Presumably your motivation is not that you’d like to see the boy punished, but that it does neither the perpetrator nor the victim any good for the court to pronounce that no crime took place. I agree, and it also seems a missed opportunity for a bit of badly-needed ‘counselling, psychiatric assessments [and] rehabilitative treatment.’
I’m assuming that the judge would have had the discretion not to impose a custodial sentence. On the other hand, if the ACT has some idiotic ‘truth in sentencing’ legislation, maybe he acquitted him just to keep him out of some awful juvenile correction centre.
James,
I think what the judge is is definitely defensible in theory given the law which says that “A child aged 10 years or older, but under 14 years old, can only be criminally responsible for an offence if the child knows that his or her conduct is wrong.” But to take that as an instruction that the Crown must prove the child’s knowledge of his own wrongdoing beyond reasonable doubt (implying a presumption that it does not) seems cloud cukoo land to me. How do you show knowledge of wrongdoing?
Kids much younger than 10 – kids who are seven will generally know if they are doing something wrong. If we’re in doubt they show it by trying to hide their wrongdoing as this guy did. I wouldn’t mind some consideration of age coming into the question of sentencing, but to suggest this guy doesn’t know that sexually assaulting someone at knife-point is wrong (while someone stands watch in case someone sees them) – well it seems completely absurd.
How would you prove that someone knew it was wrong? If they said they knew it was wrong they might be fantasising. I have no idea how you prove that beyond reasonable doubt except in the commonsensical way that most people do know that stealing, raping at knifepoint is wrong – and this in effect erects a rebutable presumption that people who are ten know that stealing, and violence is wrong.
On your second paragraph I guess I agree, though I’m not too sure it’s germane. Decisive action of some kind should be taken and it was not. What kind of signal does the acquittal send to police, to parents of victims etc. Of course if existing punishments or treatments make things worse in the future for the boy and his victims then we should be trying to do other things, but if we can’t take decisive action and sentencing is decisive action, then that’s about as bad as it can get it seems to me.
As for ‘truth in sentencing’ legislation – yes it’s a pretty poor situation to remove the judge’s discretion to impose lighter sentences. But it’s pretty easy to see how it comes about with judgements like this. I’d actually prefer truth in sentencing to acquitting those who confess to sexual assault at knife-point.

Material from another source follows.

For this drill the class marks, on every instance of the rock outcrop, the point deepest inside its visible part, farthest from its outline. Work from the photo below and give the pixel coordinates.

re Matthew Newton and ex-girlfriend Brooke:
“bashed up” implies … multiple injurious strikes.
It has not been as widely publicised, that
Brooke did NOT BRING THE COMPLAINT, but the police did.
Newton MAY have only shoved her in frustration at provocation …

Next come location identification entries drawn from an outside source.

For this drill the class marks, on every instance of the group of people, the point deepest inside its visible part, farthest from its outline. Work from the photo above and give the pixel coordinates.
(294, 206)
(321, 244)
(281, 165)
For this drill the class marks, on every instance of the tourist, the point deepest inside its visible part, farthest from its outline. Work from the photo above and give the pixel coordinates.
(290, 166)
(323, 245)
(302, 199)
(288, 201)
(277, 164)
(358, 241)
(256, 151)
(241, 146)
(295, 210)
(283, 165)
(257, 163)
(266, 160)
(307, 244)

You cannot say “bashed up” if it was
‘one shove in the chest’ accompanied
by a lot of loud swearing that made neighbours call the cops.
Newton’s punishment has been meted out beyond the Court, the juvenile criminal’s has not.
Thx Ann O’D,
Thanks for the correction if it is itself correct.
Sentence comparison is always fraught and usually responded to with “you didn’t hear all the evidendce” – the lofy equivalent of “don’t worry your pretty little head”.
Today we have Glenn Wheatley’s 2.5yrs, non parole of 15 months compared to the NSW paedophile DPP getting 6 months.
And just to really invite comparison of chalk & cheesey, the Sydney airport whistleblower got 9 months, fully suspended. Go figure.